Direktur Pusat Pengkajian Pancasila dan Konstitusi (Puskapsi) Universitas Jember Bayu Dwi Anggono mengingatkan, penting bagi presiden untuk segera mengambil sikap. Sikap presiden diharapkan akan mengakhiri polemik yang ada. baik dengan menerbitkan perppu ataupun tidak menerbitkannya.
Menurut Bayu, bila presiden memang memutuskan tidak mengeluarkan perppu, sebaiknya UU tersebut segera diteken dan diundangkan. ’’Agar para pihak yang keberatan bisa segera mengajukan pengujian ke Mahkamah Konstitusi,’’ terangnya saat berbincang dengan JPG, kemarin (5/10).
Sebagaimana diketahui, sejumlah pihak sudah mengajukan pengujian terhadap UU KPK yang baru ke MK. Ada dua permohonan yang sudah masuk ke MK. Pertama dari mahasiswa lintas universitas, dan kedua dari para mahasiswa program magister Ilmu Hukum Unversitas As Syafi’iyah. Dalam gugatannya, kedua pihak pemohon sama-sama mengosongkan bagian nomor UU karena memang belum diundangkan.
Bayu menjelaskan, sebenarnya ada jalan tengah yang bisa diambil presiden untuk menyudahi tarik ulur Perppu KPK. ’’Saya menggagas perppu penangguhan berlakunya revisi Undang Undang KPK,’’ lanjutnya. Setelah revisi UU KPK diundangkan, presiden langsung menerbitkan perppu yang menangguhkan pemberlakuannya selama setahun.
Selama masa setahun itu, presiden mengajak DPR untuk membahas lagi. dalam arti melakukan legislative review atas UU tersebut. Pasal-pasal yang memang ditolak segera dibuang. Sementara, yang memang efektif untuk menguatkan proses pemberantasan korupsi di KPK tetap dipertahankan.

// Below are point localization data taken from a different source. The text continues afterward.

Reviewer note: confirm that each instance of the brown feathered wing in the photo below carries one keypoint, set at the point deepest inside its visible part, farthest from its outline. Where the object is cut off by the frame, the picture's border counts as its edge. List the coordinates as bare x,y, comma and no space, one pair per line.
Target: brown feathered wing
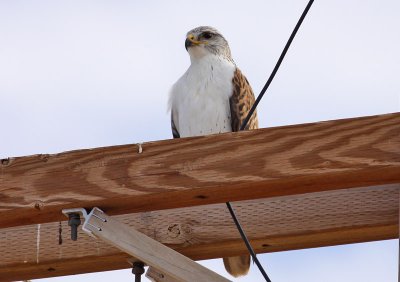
241,102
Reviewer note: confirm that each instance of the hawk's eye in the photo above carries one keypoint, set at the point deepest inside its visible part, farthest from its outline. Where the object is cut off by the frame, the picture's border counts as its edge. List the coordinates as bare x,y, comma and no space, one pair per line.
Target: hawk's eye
207,35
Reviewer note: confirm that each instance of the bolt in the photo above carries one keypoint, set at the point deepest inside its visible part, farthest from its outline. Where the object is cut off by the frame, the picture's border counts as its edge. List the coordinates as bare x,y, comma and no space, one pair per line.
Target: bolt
138,270
74,220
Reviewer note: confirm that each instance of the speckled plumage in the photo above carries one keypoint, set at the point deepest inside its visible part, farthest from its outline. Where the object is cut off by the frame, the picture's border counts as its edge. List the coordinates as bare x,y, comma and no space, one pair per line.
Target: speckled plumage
212,96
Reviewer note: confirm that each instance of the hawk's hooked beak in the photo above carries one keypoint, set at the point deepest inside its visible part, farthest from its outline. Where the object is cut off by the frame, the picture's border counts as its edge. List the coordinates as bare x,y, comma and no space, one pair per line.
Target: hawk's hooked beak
190,41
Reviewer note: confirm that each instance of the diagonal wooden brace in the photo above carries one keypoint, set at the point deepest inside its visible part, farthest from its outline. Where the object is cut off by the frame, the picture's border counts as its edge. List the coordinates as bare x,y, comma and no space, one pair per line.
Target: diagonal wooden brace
165,260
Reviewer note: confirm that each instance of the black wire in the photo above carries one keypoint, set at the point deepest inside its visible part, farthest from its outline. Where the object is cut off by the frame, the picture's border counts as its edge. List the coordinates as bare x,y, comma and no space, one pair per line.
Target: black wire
278,64
246,241
246,120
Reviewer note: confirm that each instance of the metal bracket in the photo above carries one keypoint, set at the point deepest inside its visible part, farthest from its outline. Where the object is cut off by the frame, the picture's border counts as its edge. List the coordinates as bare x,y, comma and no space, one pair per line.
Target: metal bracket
74,220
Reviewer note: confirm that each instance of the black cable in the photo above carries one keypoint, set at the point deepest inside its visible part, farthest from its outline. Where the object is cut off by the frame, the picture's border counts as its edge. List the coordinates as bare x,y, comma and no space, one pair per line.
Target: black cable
277,65
246,241
246,120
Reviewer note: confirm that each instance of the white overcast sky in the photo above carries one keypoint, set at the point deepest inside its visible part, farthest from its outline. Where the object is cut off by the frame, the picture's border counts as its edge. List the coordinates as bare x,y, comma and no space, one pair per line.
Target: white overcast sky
83,74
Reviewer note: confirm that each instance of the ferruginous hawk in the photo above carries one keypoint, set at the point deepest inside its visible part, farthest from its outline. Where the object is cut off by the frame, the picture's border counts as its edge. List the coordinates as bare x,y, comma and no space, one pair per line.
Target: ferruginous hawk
212,96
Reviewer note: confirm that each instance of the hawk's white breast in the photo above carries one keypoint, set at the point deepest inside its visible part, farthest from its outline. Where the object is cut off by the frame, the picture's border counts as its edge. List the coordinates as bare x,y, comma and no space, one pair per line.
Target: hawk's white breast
199,100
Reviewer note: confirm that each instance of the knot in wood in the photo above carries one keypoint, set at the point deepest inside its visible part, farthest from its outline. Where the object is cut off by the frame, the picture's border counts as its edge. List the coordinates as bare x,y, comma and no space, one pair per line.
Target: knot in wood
179,230
38,205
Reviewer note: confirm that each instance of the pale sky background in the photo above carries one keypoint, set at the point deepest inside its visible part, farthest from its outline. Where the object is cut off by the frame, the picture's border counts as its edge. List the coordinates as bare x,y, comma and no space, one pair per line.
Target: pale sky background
84,74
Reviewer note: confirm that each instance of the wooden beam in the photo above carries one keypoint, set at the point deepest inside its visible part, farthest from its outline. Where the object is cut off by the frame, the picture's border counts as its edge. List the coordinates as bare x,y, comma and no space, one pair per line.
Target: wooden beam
147,250
186,172
204,232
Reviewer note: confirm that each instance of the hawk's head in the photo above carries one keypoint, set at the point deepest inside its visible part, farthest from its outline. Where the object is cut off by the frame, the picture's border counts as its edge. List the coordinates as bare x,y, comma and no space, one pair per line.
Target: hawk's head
204,40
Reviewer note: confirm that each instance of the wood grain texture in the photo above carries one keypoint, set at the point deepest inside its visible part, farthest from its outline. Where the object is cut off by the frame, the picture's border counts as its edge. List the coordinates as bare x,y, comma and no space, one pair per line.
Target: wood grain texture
186,172
148,250
203,232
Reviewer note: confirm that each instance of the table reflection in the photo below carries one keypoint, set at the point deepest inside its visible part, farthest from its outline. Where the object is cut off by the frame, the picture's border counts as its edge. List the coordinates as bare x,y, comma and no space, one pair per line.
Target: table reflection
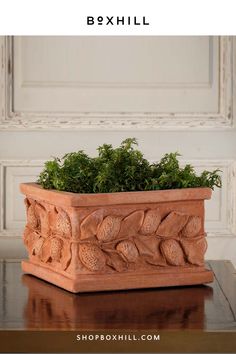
49,307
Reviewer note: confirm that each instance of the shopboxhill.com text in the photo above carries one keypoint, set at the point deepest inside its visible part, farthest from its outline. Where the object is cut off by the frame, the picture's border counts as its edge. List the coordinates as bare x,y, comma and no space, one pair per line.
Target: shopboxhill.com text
117,21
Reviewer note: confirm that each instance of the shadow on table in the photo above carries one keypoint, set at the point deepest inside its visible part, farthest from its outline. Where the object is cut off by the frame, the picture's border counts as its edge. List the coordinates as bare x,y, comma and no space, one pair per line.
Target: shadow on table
49,307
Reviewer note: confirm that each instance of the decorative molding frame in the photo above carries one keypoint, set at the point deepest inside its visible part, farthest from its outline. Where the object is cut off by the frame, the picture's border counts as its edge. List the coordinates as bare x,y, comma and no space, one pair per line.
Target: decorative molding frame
226,230
33,121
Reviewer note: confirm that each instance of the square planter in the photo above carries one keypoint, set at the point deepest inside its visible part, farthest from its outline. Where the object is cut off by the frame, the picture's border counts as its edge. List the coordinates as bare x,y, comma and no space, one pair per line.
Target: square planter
111,241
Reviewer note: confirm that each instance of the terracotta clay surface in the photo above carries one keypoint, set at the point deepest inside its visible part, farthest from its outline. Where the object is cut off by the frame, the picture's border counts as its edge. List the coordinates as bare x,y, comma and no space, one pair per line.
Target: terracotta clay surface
110,241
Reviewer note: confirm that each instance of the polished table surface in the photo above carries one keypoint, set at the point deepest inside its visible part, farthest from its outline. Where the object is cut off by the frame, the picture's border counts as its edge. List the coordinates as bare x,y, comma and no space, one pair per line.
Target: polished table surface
28,303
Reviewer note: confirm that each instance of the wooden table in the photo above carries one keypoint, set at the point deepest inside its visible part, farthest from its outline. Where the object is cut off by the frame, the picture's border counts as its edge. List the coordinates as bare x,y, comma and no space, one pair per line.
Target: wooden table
37,316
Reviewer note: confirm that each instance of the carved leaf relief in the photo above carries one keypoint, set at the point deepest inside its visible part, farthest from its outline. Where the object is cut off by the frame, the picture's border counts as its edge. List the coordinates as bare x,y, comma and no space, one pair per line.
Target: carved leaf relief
116,262
195,250
109,228
151,222
193,227
172,224
90,224
131,225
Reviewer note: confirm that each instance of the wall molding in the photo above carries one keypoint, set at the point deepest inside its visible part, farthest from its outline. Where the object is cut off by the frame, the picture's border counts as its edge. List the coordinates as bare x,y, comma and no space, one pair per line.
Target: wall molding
33,121
224,227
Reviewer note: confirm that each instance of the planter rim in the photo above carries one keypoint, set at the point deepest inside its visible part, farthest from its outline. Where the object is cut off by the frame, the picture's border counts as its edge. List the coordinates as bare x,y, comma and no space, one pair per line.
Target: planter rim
35,191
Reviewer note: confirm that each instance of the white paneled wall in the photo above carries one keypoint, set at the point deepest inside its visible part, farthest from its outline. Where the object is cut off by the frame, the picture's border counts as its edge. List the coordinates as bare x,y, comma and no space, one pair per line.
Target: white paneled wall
60,94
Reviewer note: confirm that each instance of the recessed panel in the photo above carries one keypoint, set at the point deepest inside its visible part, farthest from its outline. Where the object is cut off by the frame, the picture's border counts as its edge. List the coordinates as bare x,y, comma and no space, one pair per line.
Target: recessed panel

Pembahasannya cukup lewat proses legislasi biasa. ’’Jangan seperti kemarin, terburu-buru, tertutup, tidak partisipatif,’’ tutur akademisi kelahiran Sidoarjo itu. Satu tahun cukup bagi pemerintah dan DPR untuk melibatkan masyarakat dalam membahas revisi UU KPK. juga tentunya melibatkan KPK sebagai pihak pelaksana UU.
Perppu penangguhan berlakunya UU bukan hal baru di sistem ketatanegaraan Indonesia. Presiden Soeharto pernah menerbitkannya pada 1984 untuk menangguhkan berlakunya UU Pajak Pertambahan Nilai (PPN). Presiden Susilo Bambang Yudhoyono menerbitkannya dua kali. Untuk menunda berlakunya UU Penyelesaian Perselisihan Hubungan Industrial dan UU Pengadilan Perikanan.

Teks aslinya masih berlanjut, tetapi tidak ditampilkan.